La virilité est morte avec l’invention des armes à feu, disait un proverbe ottoman. Elle est morte une seconde fois avec la disparition du soldat citoyen. En Occident, la masculinité est séparée comme jamais de son incarnation militaire. Le temps est loin où un Theodore Roosevelt pouvait parler des « qualités de fer qui doivent aller de pair avec la vraie virilité ». Faut-il le regretter ?

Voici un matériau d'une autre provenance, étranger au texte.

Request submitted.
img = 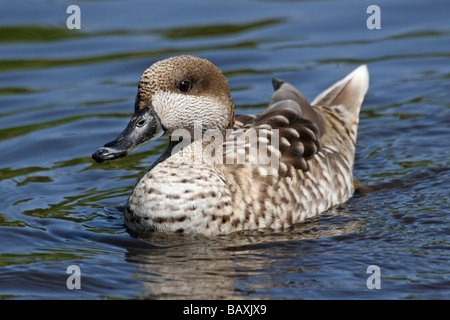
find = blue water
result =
[0,0,450,299]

« Quant à la guerre, dit Hector à Andromaque dans L’Iliade, elle est faite pour les hommes. » Par le passé, presque toutes les sociétés acceptaient cette idée sans se poser de questions, et dans deux sens différents. Puisque les hommes échappent à la grossesse, sont en général plus grands et plus forts et possèdent un cœur et des poumons plus gros, la guerre a traditionnellement été pensée comme leur domaine légitime et nécessaire, et non comme celui des femmes. Les rares exceptions apparentes à la règle contribuaient surtout à la confirmer. Dans l’Antiquité, Boadicée, reine des Icenis, conduisit ses guerriers britanniques contre les légions de la Rome impériale. Lakshmi Bai, rani de Jhansi, mourut en 1858 en combattant les armées du Raj. Mais il s’agissait là de souveraines, d’hommes à titre honorifique, en quelque sorte. Au début du XVe siècle, Jeanne d’Arc porta un ...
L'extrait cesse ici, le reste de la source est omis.